4. Gemini 3.5 Flash: Fast Frontier Context
Gemini 3.5 Flash is especially interesting because Google’s model page positions it as a fast, lower-cost model for sustained agentic and coding tasks, while still listing:
- 1,048,576 input tokens
- 65,536 output tokens
- multimodal inputs
- code execution
- caching
- function calling
- structured outputs
That is unusual: “Flash” used to imply “cheap and good enough.” In 2026, Flash-class models are becoming plausible primary engines for engineering agents.
Best fit:
- agentic loops where speed matters
- sub-agent deployment
- coding iterations
- large but not ultra-hard context analysis
- multimodal triage at scale
Weak fit:
- deepest reasoning tasks
- final architectural judgment without review
- migrations where preview/stability risk is unacceptable
How I would use it:
Gemini 3.5 Flash:
classify, inspect, retrieve, draft, test hypotheses
Gemini 3.1 Pro or Opus 4.7:
final synthesis, hard tradeoff decisions, risky code changes
That gives you the speed of Flash without asking it to carry every final decision.

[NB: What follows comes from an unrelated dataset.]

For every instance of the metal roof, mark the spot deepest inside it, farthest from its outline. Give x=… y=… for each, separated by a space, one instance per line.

5. GPT-5.5: The OpenAI Ecosystem Alternative
OpenAI’s GPT-5.5 model page lists:
- 1,050,000 context window
- 128,000 max output tokens
- text and image input
- reasoning token support
- pricing at $5 input, $0.50 cached input, and $30 output per 1M tokens for standard short-context usage
- hosted tools including web search, file search, code interpreter, hosted shell, apply patch, skills, computer use, and MCP
The pricing caveat is important: OpenAI says GPT-5.5 prompts with more than 272K input tokens are priced at 2x input and 1.5x output for the full session. That means the effective standard long-context price becomes roughly $10 input and $45 output per MTok once you cross that threshold.
OpenRouter lists GPT-5.5 at the same headline standard price of $5 input and $30 output per MTok, with a 1M context window. For OpenAI-direct usage, the 272K threshold is the part engineers must model explicitly.
That does not make GPT-5.5 a bad alternative. It means engineers must price the workload shape.
Best fit:
- teams already standardized on OpenAI
- image-plus-text coding/product workflows
- cached-prefix applications
- professional work where OpenAI platform features matter
- agent pipelines already using Responses API, evals, hosted tools, MCP, computer use, or code execution
Weak fit:
- giant uncached prompts on every turn
- teams optimizing for the lowest possible long-context cost
- workflows requiring first-class audio/video/PDF as direct model inputs rather than preprocessed text
The practical rule:
const LONG_CONTEXT_THRESHOLD = 272_000;
export function shouldUseGpt55ForLongPrompt(inputTokens: number) {
if (inputTokens <= LONG_CONTEXT_THRESHOLD) {
return {
use: true,
reason: "Fits below the long-context pricing threshold.",
};
}
return {
use: "evaluate",
reason:
"Above 272K input tokens, compare GPT-5.5 long-context cost against Gemini, DeepSeek, and Opus.",
};
}
GPT-5.5 can absolutely belong in the bakeoff. Just do not compare it using only the base per-token price.
6. Kimi K2.6: Not 1M, Still Worth Mentioning
Kimi K2.6 is the odd one in this article because it is not a 1M-context model.
Kimi’s API docs list kimi-k2.6 with 256K context, native multimodal architecture, thinking and non-thinking modes, dialogue and agent tasks, automatic context caching, tool calls, JSON mode, partial mode, and internet search. Kimi’s technical blog says their K2.6 experiments used a context length of 262,144 tokens.
So why mention it in an Opus 4.7 1M alternatives article?
Because many engineering tasks do not require 1M direct context if your harness is good.
Kimi K2.6 is worth testing when:
- you can use retrieval to select code context
- your agent decomposes work into subtasks
- you care about open-source coding models
- you want strong long-horizon coding behavior without paying premium closed-model prices
- your workload can fit in 256K or be compacted into 256K
The right framing is:
Kimi K2.6 is not a 1M replacement.
It is a 256K engineering-agent candidate.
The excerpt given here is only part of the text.